Modular decomposition of protein structure using community detection
William P. Grant, Sebastian E. Ahnert

TL;DR
This paper introduces a novel method for automatically decomposing protein structures into functional subunits using community detection on amino acid networks, enabling better analysis and classification of proteins.
Contribution
The authors develop a network-based modular decomposition approach using Infomap, applied systematically to thousands of proteins, revealing new insights into protein topology and function.
Findings
Decomposition correlates with PFAM classifications
Identifies potential novel protein domains
Enables topology-based protein classification
Abstract
As the number of solved protein structures increases, the opportunities for meta-analysis of this dataset increase too.

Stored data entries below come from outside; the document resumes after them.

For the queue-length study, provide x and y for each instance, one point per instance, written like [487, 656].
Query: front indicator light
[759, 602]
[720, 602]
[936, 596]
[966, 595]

Protein structures are known to be formed of domains; structural and functional subunits that are often repeated across sets of proteins. These domains generally form compact, globular regions, and are therefore often easily identifiable by inspection, yet the problem of automatically fragmenting the protein into these compact substructures remains computationally challenging. Existing domain classification methods focus on finding subregions of protein structure that are conserved, rather than finding a decomposition which spans the full protein structure. However, such a decomposition would find ready application in coarse-graining molecular dynamics, analysing the protein's topology, in de novo protein design and in fitting electron microscopy maps. Here, we present…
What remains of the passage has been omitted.